At the same time we've continued work on other Chat Theatres. The Gables went up for Alpha testing to a limited number of RPGnet participants on October 15, 2001. We're preparing for the full beta release now, which should occur at www.rpg.net on October 31, 2001. A haunted house for Halloween; go check it out.

We've also done extensive work on a few other Chat Theatres, including an Arabic Oasis and a Medieval inn called The Hearth — the modern reincarnation of our old Skoot On Inn. Just last week I had some fun drawing up maps for The White House, another potential Chat Theatre.

The Future

Will Chat Theatres succeed or not? Will the community of our Skotos games continue to grow? As with all future questions, it's hard to say.
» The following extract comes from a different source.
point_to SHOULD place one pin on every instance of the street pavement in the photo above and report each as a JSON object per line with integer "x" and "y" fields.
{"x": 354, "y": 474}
Looking back, though, I can say that we have a much stronger code base than we did just a year ago. We've created extensive systems for Castle Marrach and Galactic Emperor: Succession alike in that time... as well as stuff that we built for our sidetracked games The Bane and Lovecraft Country.

Even better, work on the Chat Theatres has done a lot to improve both our user experience and the experience of our builders. As we move forward from here that work should pay off in spades.

Where will we be a year from now? I can't say for sure, but I hope I'll be here to chronicle it in a seventh part of this very same series.